The Federal Competition and Consumer Protection Commission (FCCPC) has officially commended the Lagos State Electricity Regulatory Commission (LASERC) for its aggressive new reform agenda aimed at eliminating estimated billing and safeguarding power consumers.

The endorsement follows the release of the 2025 Lagos Electricity Market Report, which outlines a roadmap for mandatory metering and enhanced regulatory oversight within the state.
Ending the Era of “Guesswork” Billing
Estimated billing remains the primary source of consumer grievances in Nigeria’s power sector. To combat this, LASERC’s new framework introduces several high-impact measures:
Compulsory Metering: Full enforcement of metering requirements beginning in 2026.
Universal Smart Meters: A systematic, feeder-by-feeder rollout to ensure every household is captured.
Stricter Oversight: Increased monitoring of Distribution Companies (DisCos) with penalties for non-compliance.
Rapid Dispute Resolution: Improved standards for handling consumer complaints.

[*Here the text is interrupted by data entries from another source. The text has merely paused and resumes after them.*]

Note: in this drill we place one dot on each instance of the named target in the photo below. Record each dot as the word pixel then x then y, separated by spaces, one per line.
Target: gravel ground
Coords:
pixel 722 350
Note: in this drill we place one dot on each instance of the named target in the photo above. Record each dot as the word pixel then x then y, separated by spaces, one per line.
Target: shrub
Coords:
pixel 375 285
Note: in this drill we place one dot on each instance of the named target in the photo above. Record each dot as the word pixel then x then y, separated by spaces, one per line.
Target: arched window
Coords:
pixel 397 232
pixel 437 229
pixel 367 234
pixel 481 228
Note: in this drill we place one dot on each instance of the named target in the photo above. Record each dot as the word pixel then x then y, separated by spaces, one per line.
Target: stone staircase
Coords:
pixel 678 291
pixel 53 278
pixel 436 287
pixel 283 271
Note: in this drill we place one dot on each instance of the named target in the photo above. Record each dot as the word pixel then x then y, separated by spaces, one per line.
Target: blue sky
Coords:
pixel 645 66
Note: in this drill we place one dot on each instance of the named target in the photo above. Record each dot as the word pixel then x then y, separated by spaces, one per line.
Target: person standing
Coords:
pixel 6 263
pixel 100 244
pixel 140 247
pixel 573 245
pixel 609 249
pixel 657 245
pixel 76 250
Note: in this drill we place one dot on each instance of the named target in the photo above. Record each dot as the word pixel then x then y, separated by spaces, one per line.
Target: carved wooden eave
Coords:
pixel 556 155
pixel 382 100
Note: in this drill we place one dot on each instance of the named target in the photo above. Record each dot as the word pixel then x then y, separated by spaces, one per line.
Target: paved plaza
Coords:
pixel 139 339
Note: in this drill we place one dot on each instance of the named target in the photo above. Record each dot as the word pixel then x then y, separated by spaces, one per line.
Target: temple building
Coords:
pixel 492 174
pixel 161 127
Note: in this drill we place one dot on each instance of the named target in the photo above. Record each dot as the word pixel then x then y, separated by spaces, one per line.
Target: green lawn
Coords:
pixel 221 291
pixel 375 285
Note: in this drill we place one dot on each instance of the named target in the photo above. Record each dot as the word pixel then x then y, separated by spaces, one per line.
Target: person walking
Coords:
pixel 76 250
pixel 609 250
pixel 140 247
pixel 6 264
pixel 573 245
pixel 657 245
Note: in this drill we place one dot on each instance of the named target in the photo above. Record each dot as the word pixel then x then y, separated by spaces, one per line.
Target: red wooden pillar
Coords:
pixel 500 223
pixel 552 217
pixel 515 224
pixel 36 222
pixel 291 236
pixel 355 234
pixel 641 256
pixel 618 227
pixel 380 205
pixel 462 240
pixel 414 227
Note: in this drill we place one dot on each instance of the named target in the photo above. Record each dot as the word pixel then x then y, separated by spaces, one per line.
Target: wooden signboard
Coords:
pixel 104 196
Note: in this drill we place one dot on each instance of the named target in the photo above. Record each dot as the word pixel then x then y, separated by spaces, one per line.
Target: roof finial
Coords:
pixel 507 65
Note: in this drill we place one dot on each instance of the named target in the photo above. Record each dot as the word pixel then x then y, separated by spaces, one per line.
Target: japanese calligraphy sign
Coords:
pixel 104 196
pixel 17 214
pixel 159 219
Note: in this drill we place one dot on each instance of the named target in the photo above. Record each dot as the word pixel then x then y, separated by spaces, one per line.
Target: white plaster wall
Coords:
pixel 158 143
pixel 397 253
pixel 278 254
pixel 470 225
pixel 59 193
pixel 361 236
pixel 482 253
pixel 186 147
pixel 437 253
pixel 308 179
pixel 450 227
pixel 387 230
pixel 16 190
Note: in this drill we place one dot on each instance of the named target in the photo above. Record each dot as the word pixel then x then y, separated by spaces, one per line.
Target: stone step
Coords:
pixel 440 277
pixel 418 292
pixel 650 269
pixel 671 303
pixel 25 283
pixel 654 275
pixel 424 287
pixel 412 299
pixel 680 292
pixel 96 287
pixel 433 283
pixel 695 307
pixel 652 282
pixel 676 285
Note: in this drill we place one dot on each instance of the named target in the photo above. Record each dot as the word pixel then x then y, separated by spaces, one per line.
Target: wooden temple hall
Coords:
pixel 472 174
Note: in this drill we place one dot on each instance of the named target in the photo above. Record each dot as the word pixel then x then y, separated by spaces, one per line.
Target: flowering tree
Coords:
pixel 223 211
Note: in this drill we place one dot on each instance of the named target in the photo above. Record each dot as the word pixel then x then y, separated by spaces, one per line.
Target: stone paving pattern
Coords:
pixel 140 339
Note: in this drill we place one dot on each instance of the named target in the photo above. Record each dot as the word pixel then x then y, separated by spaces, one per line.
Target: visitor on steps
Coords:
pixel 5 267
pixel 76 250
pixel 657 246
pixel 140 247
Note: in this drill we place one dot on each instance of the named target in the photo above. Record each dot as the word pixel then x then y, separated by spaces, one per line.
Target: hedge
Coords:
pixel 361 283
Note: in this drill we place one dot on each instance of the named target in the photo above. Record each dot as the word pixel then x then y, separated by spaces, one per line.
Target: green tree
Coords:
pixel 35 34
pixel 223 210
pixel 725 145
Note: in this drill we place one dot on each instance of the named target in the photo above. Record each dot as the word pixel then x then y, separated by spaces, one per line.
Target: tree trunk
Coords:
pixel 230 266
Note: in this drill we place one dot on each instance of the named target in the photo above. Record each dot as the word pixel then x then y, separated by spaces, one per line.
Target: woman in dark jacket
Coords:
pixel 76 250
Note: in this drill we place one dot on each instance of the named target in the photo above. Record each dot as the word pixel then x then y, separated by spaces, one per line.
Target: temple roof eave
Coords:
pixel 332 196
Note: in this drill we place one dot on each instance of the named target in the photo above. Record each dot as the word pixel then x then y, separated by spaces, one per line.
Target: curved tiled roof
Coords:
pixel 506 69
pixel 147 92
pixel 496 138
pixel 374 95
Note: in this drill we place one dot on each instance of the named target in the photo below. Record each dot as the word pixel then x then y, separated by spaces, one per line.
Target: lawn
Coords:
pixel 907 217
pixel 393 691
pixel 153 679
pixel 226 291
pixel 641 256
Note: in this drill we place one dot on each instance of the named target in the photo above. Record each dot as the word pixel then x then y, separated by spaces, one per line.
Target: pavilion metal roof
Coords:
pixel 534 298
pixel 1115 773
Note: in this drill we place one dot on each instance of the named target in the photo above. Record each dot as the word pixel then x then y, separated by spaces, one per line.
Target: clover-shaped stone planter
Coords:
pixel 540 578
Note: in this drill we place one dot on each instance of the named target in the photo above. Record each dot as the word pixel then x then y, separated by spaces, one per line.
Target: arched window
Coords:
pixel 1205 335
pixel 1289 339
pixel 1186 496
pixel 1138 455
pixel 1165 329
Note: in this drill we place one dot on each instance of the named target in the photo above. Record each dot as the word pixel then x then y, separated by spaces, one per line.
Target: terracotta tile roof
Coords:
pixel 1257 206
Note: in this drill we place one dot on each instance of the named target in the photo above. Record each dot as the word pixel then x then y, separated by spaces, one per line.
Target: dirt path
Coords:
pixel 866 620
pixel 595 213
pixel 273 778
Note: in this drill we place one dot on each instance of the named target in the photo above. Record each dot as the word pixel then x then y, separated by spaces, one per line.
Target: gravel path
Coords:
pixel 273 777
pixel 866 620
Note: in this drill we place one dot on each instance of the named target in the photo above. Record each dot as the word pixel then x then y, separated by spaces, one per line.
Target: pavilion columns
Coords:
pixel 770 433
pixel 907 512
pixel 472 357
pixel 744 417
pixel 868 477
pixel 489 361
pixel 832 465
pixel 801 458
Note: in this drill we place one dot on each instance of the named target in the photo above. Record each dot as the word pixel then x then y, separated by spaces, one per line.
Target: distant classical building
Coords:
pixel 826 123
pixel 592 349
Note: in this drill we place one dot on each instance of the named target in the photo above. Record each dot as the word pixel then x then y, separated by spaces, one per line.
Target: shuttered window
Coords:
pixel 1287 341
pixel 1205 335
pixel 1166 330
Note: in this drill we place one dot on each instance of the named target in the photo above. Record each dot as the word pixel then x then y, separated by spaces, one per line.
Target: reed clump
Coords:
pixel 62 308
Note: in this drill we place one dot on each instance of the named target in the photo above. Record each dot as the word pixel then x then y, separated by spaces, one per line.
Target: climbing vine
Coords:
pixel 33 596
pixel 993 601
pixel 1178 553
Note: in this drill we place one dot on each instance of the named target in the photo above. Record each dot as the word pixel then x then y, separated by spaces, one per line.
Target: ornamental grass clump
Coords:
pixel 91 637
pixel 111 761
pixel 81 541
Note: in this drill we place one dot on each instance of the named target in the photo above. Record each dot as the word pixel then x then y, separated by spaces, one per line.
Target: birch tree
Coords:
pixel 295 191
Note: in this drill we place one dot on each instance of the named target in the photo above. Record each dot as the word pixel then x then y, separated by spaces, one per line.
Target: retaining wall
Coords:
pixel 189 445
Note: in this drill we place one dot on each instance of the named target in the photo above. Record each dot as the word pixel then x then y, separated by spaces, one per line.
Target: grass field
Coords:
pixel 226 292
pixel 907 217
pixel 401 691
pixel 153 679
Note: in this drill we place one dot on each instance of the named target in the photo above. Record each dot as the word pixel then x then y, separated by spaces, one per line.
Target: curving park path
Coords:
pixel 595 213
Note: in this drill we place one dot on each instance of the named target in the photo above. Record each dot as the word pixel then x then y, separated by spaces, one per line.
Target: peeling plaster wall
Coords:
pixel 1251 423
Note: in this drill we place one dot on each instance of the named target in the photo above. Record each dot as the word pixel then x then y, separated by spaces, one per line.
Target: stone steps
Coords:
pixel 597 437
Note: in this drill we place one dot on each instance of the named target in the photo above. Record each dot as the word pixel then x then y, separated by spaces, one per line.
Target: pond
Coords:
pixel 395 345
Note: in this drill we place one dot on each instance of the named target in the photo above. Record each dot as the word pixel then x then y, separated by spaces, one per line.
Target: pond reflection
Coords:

Tunji Bello, Executive Vice Chairman and CEO of the FCCPC, hailed the initiative as a vital step toward restoring trust in the energy market.
”Effective metering is the backbone of fairness in the electricity market,” Bello stated. “Lagos has taken a decisive step toward accountability. We urge other subnational governments and state regulators to adopt similar frameworks that prioritize transparent billing and consumer rights.”
The FCCPC has issued a firm call to electricity distribution companies and market participants to align with these new directives. The Commission emphasized that infrastructure investment must go hand-in-hand with service quality.
The FCCPC remains committed to collaborating with LASERC and other stakeholders to ensure that Nigerian consumers are protected from unfair practices and provided with the transparent service they deserve.